I was duly impressed when he took us down the entire north side, where classrooms were linked to one another by paneled walls and connecting side doors. Unfortunately, the main doors into each room were ajar. We’d left them this way in the spirit of a thorough search during our nightly rounds, and it required us to slow our pace, duck and skirt along the far end of the rooms, and keep our attention on the Infected that intermittently passed by in the hallways. We kept our footsteps light and Beverly, thankfully, managed to keep her gasps to herself whenever an Infected appeared outside the doors. When we came to the last classroom, I was familiar with it. It had been my homeroom as a freshman and still had the banner “Nothing is impossible. The word itself says I’m Possible. – Audrey Hepburn.”

Thank you, Audrey, for that much-needed reminder.

It was also the room directly outside the main entrance. This was good, I realized, because Old Boy was just down the steps. If we could get to him safely, we’d be home free. Harrison, however, had a different idea. A better one.

He motioned for us to stay huddled in the corner as he made a brave trek to the classroom door. Without looking out, he silently closed it and returned to us. Once crouched, he gestured to the rifle in my hands and I deduced he wanted to take a look at it. I showed him the round in the chamber and handed the rifle to him wondering what he could possible want with it, and then he demonstrated it to me with a dizzying array of maneuvers. Moving with such efficiency it left me stunned, he checked the chamber again, released the magazine, checked the rounds, reinserted the magazine and rechecked the chamber a final time all within seconds of receiving it in his hands.

Now I was in awe.

“Where did you learn…?”

“We had some free time on the ranch,” he replied, nonchalantly, while raising the rifle to check the sights. He seemed completely unaware of my fascination with him. But when he didn’t hand the rifle back to me, I got an inkling of what he intended to do and that enamor turned to panic.

“You’re not going to shoot them, are you? Harrison, there are too many. We don’t have enough ammo.”

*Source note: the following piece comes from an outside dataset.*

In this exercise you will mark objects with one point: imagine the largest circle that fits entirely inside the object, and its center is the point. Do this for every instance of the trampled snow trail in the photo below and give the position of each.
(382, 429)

“I know, Kennedy. I won’t be shooting them. I’ll be shooting
through
them.”

My eyebrows crossed in confusion. “Okay…What’s your plan?”

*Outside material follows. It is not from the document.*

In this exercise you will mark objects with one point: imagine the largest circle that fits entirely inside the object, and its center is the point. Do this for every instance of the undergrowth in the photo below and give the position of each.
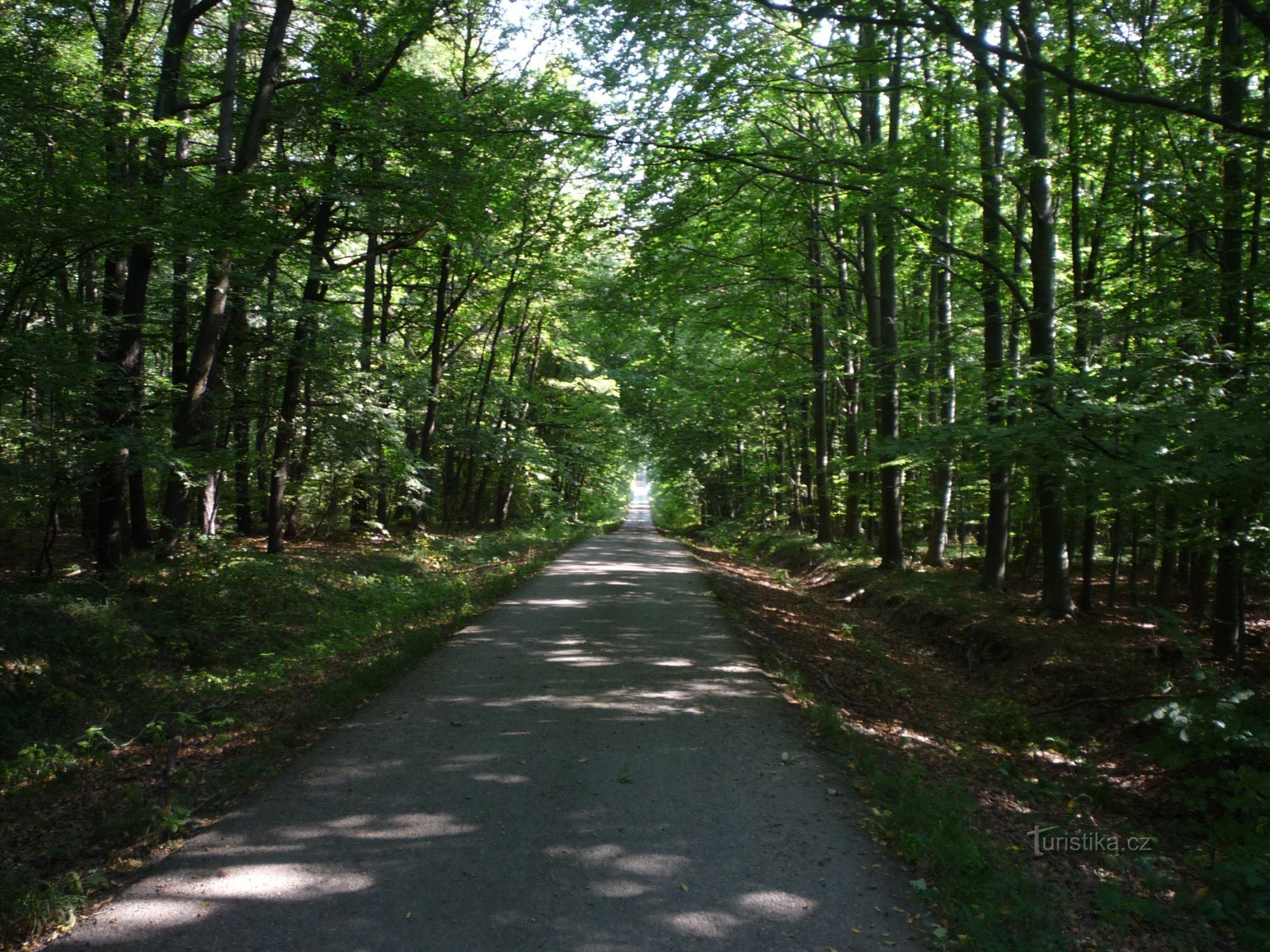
(224, 656)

“Old Boy’s keys,” he said and I got the feeling he was being intentionally vague. “Do you still have them?”

I nodded, pulled them from my pocket, and handed them to him, remaining curiously speculative. He drew in a deep breath and exhaled before warning us, “Don’t move or make a sound.”

And then his thumb came down on the alarm button.

Beverly’s eyes snapped open and she began to stand but the rest of us held her down until she realized she had no choice but to stay in place. Her muscles flexed in preparation to flee again as the commotion outside the door grew steadily louder, but she remained in place.

There was no screaming like you’d expect in a mob. There were no roars or slamming of fists against inanimate objects. Only the heavy pounding of footsteps against the tile filled the hallway outside, and then the slam of bodies against the glass as they met the roadblock between them and Old Boy. A few seconds later, the distinct sound of shattering glass followed and the commotion quieted, drifting away down the steps.

Still, when Harrison spoke, he did it in a whisper. “I’ll be right back.”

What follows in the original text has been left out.